# Egg question



## joesfolk (Feb 28, 2011)

What is the difference between a baked custard, a flan and a creme brulee, I mean other than the burnt sugar on the brulee and the caramel on the flan.  Seems to me they are all basically the same thing.  And if that is true what is the big deal about creme brulee?  People talk about it like it is some major high end dessert when as far as I can see is it is just a baked egg custard.  Clue me in.


----------



## PrincessFiona60 (Feb 28, 2011)

joesfolk said:


> What is the difference between a baked custard, a flan and a creme brulee, I mean other than the burnt sugar on the brulee and the caramel on the flan. Seems to me they are all basically the same thing. And if that is true what is the big deal about creme brulee? People talk about it like it is some major high end dessert when as far as I can see is it is just a baked egg custard. Clue me in.


 
The setting and price...


----------



## cmarchibald (Feb 28, 2011)

I love creme brulee _because_ of the burnt sugar on the top.   

Seems to me like each of them has a slightly different consistency, but that could just be the ones I've had.  I've never made any of those.  My first attempt at any kind of custard was a coconut cream pie I made the other night.


----------



## PrincessFiona60 (Feb 28, 2011)

I think there may be variations on what is used as a flavoring to make it someone's signature dessert, like switching up from vanilla to rum flavor.

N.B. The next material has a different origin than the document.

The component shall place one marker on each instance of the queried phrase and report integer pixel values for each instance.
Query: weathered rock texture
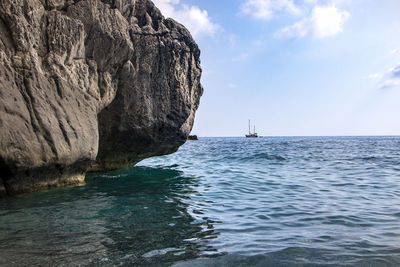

But, basically they are all egg custards with different toppings, like caramel or burnt sugar.

If you can make egg custard, it's a baby step to making brulee and flan!


----------



## Bolas De Fraile (Feb 28, 2011)

You can only use a flame thrower on creme brulee


----------



## joesfolk (Feb 28, 2011)

PrincessFiona60 said:


> If you can make egg custard, it's a baby step to making brulee and flan!


 
My goodneess, egg custard is nothing but baked eggnog!  I mean who couldn't make it?


----------



## cmarchibald (Feb 28, 2011)

Bolas De Fraile said:


> You can only use a flame thrower on creme brulee
> View attachment 10114


  




joesfolk said:


> My goodneess, egg custard is nothing but baked eggnog!  I mean who couldn't make it?


You'd be surprised....I know some people who can't even make brownies from a box and are baffled by boiling eggs.


----------



## DMerry (Feb 28, 2011)

Depending on individual recipes of course, in my experience basically:

Custard is made from milk and eggs
Flan is made from milk, eggs and egg yolks
Creme Brulee is made from whipping cream and egg yolks

The difference among the three is the degree of richness each one has, no?


----------



## taxlady (Feb 28, 2011)

joesfolk said:


> My goodneess, egg custard is nothing but baked eggnog!  I mean who couldn't make it?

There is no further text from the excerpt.